The patient was instructed in the performance of head retraction exercises and was started on Mirror Image® spinal manipulation and ambulatory extension traction with a Cervical Remodeling Collar. No other in-office exercises were preformed with this case. She was seen 2-3 times per week and after 17 treatments, a re-evaluation was performed and a new lateral cervical x-ray was taken. The new ranges of motion showed significant improvement in extension (63 degrees) and rotation. The cervical curvature was notably improved on the new radiograph with only C6/C7 having no curvature yet. The atlas angle had improved to 13 degrees, but the anterior head translation was unchanged. Because of the lack of anterior head translation reduction, a stress lateral cervical film with the patient wearing a four pound head weight was taken. The atlas angle improved to 20 degrees, the anterior head translation was reduced to four millimeters and the cervical lordosis was restored to 36 degrees (see x-ray Fig 4AB). The patient was started on in-office as well as at home head weighting and her ambulatory traction was discontinued.
In case one, I was able to totally remove a cervical kyphosis with a four pound head weight. In case two, I was able to almost completely restore the patient’s normal cervical posture/structure with the same four pound head weight. It is my belief that I was able to do this because they were only neuromuscular imbalances or dysfunctions and not true musculoligamentous fixations.
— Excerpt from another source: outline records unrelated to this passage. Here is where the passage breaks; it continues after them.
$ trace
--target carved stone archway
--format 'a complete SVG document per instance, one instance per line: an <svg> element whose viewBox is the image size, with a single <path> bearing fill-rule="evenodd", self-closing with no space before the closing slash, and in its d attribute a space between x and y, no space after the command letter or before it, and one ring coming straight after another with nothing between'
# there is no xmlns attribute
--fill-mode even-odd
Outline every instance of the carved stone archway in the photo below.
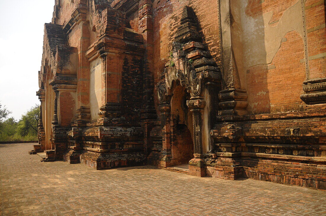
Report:
<svg viewBox="0 0 326 216"><path fill-rule="evenodd" d="M221 74L216 63L213 59L207 46L203 43L198 30L195 15L191 7L184 8L181 24L178 28L170 53L170 61L161 76L161 81L156 86L160 104L162 132L164 155L161 165L165 167L171 159L170 148L171 129L171 99L175 85L179 83L190 95L186 105L192 115L194 157L189 162L189 172L191 175L205 175L203 158L204 127L209 131L207 125L203 125L204 109L208 102L205 100L205 88L211 85L220 86ZM206 98L209 98L206 97ZM210 112L206 112L206 113ZM211 112L213 113L214 112ZM214 114L213 114L214 115ZM207 113L206 118L210 119Z"/></svg>

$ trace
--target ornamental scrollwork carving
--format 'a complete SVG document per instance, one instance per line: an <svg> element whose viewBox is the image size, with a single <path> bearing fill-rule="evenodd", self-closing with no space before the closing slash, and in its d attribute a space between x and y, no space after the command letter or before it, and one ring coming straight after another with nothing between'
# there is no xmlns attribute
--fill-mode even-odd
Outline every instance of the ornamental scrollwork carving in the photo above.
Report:
<svg viewBox="0 0 326 216"><path fill-rule="evenodd" d="M194 67L186 61L184 63L184 69L182 71L178 71L178 78L181 85L186 87L191 97L200 96L202 85L200 73L198 75Z"/></svg>

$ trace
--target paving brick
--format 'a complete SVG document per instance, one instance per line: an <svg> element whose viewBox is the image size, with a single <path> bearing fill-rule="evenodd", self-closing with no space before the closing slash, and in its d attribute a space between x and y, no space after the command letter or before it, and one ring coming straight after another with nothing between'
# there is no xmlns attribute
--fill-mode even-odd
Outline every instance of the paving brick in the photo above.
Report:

Because of my experiences with cases like these, I routinely perform stress lateral films with head weight on flexible patients with over 20 millimeters of anterior head translation when I am not absolutely sure of the improved postures effect on the patient’s structure. For these views, I use just enough weight to induce maximum visual correction of their aberrant posture. Doing this has often saved me from applying either un-necessary traction or the wrong form of traction for the patient’s specific musculoligamentous fixations.
For additional information regarding the application of body weighting, I refer the reader to a previous article I wrote for the January 2005 issue of this journal, entitled “A Brief History and Clinical Observations Regarding the Use of Body Weighting for Postural and Structural Correction”. It is available at the CBP® web-site.
- Panjabi, MM. A hypothesis of chronic back pain: ligament subfailure injuries lead to muscle control dysfunction. European Spine Journal, July 27, 2005.
- Murphy, DJ. Subluxation Update, American Journal of Clinical Chiropractic, January 2006.